Nondiagnostic fine needle aspirates of the pancreas: A root cause analysis

Hamza N Gokozan, Claire W Michael
Cancer Cytopathology 2020 June 11

BACKGROUND: Fine needle aspiration (FNA) of the pancreas is considered the primary and least invasive diagnostic method in the evaluation of pancreatic lesions. A nondiagnostic sample may trigger repeat FNA or a more invasive diagnostic procedure. The goal of this study was to identify the root causes of nondiagnostic samples.

METHODS: We performed a retrospective review of FNAs of the pancreas categorized as nondiagnostic at our institution between 2008 and 2019. Medical records and slides were reviewed to identify the features described by imaging, rapid on-site evaluation, fluid chemistry, final cytology diagnosis, and final histology. A root cause analysis was performed using the Ishikawa (or fishbone) diagram and the 5 Whys method.

RESULTS: A total of 30 cases were identified: 11 adenocarcinomas, 6 cases of pancreatitis, 4 intraductal papillary mucinous neoplasms, 3 serous cystadenomas, 3 neuroendocrine tumors, 1 mucinous cystic neoplasm, 1 retention cyst, and 1 case of Brunner gland hyperplasia.
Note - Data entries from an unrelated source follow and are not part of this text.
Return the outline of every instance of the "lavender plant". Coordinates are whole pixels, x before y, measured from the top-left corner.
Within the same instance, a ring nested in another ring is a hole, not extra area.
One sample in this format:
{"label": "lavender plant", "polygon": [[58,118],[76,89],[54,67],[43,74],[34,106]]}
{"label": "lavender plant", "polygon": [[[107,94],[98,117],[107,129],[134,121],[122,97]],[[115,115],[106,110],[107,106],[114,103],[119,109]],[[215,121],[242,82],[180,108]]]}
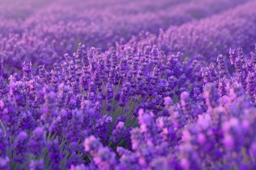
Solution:
{"label": "lavender plant", "polygon": [[256,168],[255,0],[78,1],[0,7],[0,169]]}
The root causes identified were: man in 8 cases, machine in 1 case, method in 17 cases, and material in 18 cases. In many cases, more than 1 root cause contributed to the problem.

CONCLUSION: Material related errors contributed to the majority of nondiagnostic results and were primarily related to fibrotic cancers, chronic pancreatitis, absence of diagnostic criteria of cystic lesions, and technically challenging cases. Only 1 major interpretation error was identified. Sampling and interpretive errors contributed equally to man-related causes. For mucinous cysts, neoplastic mucin was difficult to identify in liquid-based preparations. Pathologists tended to issue a nondiagnostic categorization when epithelial cells are lacking and particularly when the nature and radiological impression of the cyst was not communicated.